Tabel 5. Tata waktu kegiatan pengusahaan HTI
Kegiatan HTI Tahun ke-
-2 -1 0 1 2 3 4 5 6 7 8 dst
Perencanaan
RKPH
RKT
Tata Batas
Penataan Hutan
PWH
Penanaman
Pemeliharaan
Tanaman Muda
Tegakan
Perlindungan
Pemanenan
Sumber: Anonim (1993b) dalam Octofivtin (2004)
2.2 Tinjauan Pembiayaan Pengusahaan HTI
Sesuai dengan Peraturan Pemerintah nomor 6 tahun 2007 tentang Tata
Hutan dan Rencana Pengelolaan Hutan, serta Pemanfaatan Hutan, Pedoman
Pelaporan Keuangan Pengusahaan Hutan tahun 1995, dan hasil-hasil penelitian di
lapangan, secara umum biaya pembangunan HTI terdiri dari :
1. Biaya perencanaan
2. Biaya penanaman
3. Biaya pemeliharaan dan pembinaan hutan
4. Biaya pengendalian kebakaran dan pengamanan hutan
5. Biaya pemungutan hasil hutan
6. Biaya pemenuhan kewajiban kepada negara
7. Biaya pemenuhan kewajiban kepada lingkungan dan sosial
8. Biaya pembangunan sarana dan prasarana
9. Biaya administrasi dan umum
10. Biaya pendidikan dan latihan
11. Biaya penelitian dan pengembangan
12. Biaya penilaian HTI
Menurut Yanwardi (2007), biaya operasional adalah biaya-biaya yang
langsung dikeluarkan untuk menghasilkan suatu barang/produksi. Produksi dapat
berbentuk penanaman, bibit, dan kayu. Biaya operasional dapat dibagi menjadi:
1. Biaya penanaman (plantation cost) merupakan biaya-biaya yang dikeluarkan
untuk penanaman bibit tanaman hingga tanaman tersebut bisa dipanen. Biaya
penanaman terbagi atas dua bagian yakni biaya-biaya persiapan lahan tanam
dan penanaman bibit itu sendiri (initial expenses) dan biaya pemeliharaan
(maintenance expenses).
2. Biaya pembibitan (nursery cost) merupakan biaya-biaya yang dikeluarkan
untuk menghasilkan bibit-bibit yang akan ditanam.
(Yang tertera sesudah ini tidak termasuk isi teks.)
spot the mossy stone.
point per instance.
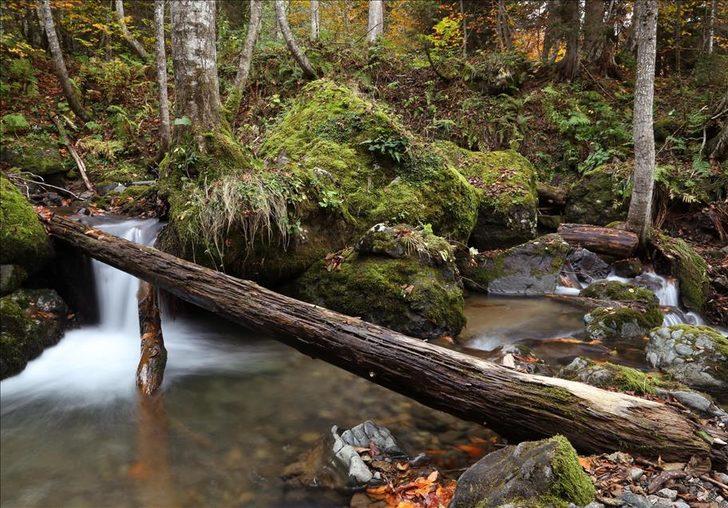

3. Biaya pemanenan (Harvesting cost) merupakan biaya-biaya yang dikeluarkan
untuk memanen kayu, mengeluarkan kayu dari areal pemanenan, hingga
mengantarkan kayu ke areal pabrik.
Menurut Lipsey (1995), biaya merupakan pengorbanan sumber ekonomis
yang diukur dalam satuan uang yang telah terjadi atau kemungkinan akan terjadi
untuk mencapai tujuan tertentu. Lebih lanjut Lipsey mengelompokkan biaya
menjadi 2, yaitu:
1. Biaya Variabel, yaitu biaya yang berkaitan langsung dengan output, yang
nilainya bertambah besar dengan meningkatnya output dan berkurang dengan
menurunnya output. Biaya ini disebut juga sebagai biaya langsung atau biaya
yang dapat dihindari (avoidable cost). Contoh: biaya material, upah langsung,
dan lain-lain
2. Biaya Tetap, yaitu biaya yang tidak akan berubah meskipun output berubah,
biaya ini akan sama besarnya kendati output satu unit maupun satu juta unit.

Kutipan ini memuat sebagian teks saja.